The Marine staggers past, blearily checking rows. My row buddy and I share a relieved nod. A family of indian women take seats in front of us.
Behind them comes another of the Marines. Digicam hat popped high and clutching a soda bottle in her hand. Being of exceedingly small stature, as she comes closer she tips her head back to look at the row numbers and the rather large lump of chaw in her lower lip becomes visible. The soda bottle, a rather large 2o oz, is a third full with her spittle and used vegetable product.
"Shit, but it's hot in here."
"You sitting here?" my cool row mate asks.
"Yep, this is meeee!" the Marine replies slurring her vowels as only alcohol and one born in the south can do competently.
The gent in the aisle seat rises and lets her in, helplessly looking to the front of the cabin.
The scent of chewing tobacco and no small amount of alcohol swirls in a sickening melange with the yapping whine of the dog somewhere behind us as she moves into position. She takes a while to take her seat, having to first pound her bag into the space between her seat and the indian's to her front.
"Hooweee! That was shit."
What followed was either a tactful silence or stunned muteness. I am still not sure which.
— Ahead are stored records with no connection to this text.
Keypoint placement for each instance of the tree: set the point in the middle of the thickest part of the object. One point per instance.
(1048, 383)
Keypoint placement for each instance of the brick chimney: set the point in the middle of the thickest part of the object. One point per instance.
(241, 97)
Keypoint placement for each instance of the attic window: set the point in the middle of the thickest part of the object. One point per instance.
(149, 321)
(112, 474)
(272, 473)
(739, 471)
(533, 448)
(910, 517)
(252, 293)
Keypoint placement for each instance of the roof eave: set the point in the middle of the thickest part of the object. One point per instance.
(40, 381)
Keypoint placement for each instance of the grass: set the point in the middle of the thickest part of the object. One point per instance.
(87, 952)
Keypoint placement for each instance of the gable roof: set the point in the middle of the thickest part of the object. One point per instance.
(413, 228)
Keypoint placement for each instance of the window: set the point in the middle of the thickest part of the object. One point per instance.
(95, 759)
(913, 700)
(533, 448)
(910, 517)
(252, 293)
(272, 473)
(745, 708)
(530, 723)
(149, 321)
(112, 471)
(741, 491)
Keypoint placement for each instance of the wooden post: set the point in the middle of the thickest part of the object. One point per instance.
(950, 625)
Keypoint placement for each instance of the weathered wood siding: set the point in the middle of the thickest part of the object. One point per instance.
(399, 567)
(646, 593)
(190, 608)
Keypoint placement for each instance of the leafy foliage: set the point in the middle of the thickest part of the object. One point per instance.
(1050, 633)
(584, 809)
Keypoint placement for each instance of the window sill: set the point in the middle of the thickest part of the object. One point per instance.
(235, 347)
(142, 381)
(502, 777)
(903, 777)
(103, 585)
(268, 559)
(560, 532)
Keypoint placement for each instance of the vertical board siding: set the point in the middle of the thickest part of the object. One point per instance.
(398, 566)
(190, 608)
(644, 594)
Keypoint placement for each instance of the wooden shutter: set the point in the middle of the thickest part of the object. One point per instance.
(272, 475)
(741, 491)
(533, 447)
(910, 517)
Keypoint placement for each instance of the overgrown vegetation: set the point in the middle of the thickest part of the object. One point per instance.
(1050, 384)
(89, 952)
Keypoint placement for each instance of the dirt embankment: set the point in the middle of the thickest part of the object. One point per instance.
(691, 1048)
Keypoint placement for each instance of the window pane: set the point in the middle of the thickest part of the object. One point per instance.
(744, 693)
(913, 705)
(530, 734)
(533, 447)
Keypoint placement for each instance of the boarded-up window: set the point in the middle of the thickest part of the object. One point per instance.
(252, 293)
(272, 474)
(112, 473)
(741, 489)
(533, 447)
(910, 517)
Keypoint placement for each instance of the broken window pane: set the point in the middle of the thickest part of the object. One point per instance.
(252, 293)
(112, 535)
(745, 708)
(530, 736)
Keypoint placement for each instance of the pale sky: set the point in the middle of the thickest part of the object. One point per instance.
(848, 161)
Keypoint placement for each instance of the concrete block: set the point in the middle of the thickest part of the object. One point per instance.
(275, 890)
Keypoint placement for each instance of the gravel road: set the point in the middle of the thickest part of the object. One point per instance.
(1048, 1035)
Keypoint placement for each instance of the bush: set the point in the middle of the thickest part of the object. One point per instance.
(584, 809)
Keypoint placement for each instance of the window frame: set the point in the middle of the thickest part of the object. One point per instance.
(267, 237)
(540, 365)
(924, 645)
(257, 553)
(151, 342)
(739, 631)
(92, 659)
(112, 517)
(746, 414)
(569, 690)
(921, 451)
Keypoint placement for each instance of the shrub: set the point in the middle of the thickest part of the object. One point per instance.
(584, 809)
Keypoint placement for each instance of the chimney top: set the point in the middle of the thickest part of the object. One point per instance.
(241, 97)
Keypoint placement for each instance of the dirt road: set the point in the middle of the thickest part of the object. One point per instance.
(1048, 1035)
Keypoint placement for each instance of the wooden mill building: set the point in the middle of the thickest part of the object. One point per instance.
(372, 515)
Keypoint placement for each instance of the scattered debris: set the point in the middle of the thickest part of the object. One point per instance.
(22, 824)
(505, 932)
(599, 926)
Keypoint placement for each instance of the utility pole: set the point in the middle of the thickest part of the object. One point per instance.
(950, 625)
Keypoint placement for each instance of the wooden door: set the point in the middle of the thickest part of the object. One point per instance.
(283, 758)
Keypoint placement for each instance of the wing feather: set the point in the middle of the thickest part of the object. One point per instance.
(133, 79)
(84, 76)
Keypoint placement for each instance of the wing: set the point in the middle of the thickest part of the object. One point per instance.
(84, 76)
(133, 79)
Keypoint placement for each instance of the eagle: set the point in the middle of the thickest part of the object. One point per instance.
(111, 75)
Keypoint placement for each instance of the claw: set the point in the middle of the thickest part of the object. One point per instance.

All the sudden her head is in my lap as she's scrabbling at her bag. This goes on for more time than was comfortable for me, adn I am relieved to discover her scrabbling has a purpose. She's trying to get her Marine training manuals out and study.
"Just made lance, tryin' for corporal," she mutters.
"Congratualtions," I say, releived to have her chaw-soaked mouth away from my crotch, and meaning it too; just cause she's uncouth doesn't mean she isn't a good soldier.
"Uhm-huh," a delay, then, "Shit, I gotta go to the latrine."
The aisle fellow rises, the Marine departs. My aisle buddy looks disappointed. Not that she left, but that she'll be coming back.
"Could be a big drunk one," I say.
He shrugs, as if to say, "Or it could have been a Maxim model."
The Marine returns, sans spitoon and bulging lip. Relieved, I buckle up and prepare to get off the ground.
We get off the ground without a hitch, aside from more muttered imprecautions from tiny Marine next to me, which I am good with. Some people just don't travel well.
The tiny Marine passes out, slumping between myself and Mr Cool Aisle for the duration of the flight, which means lights out for me too. I wake as we start to descend. There's a good bit of weather turbulence, setting the plane to rocking.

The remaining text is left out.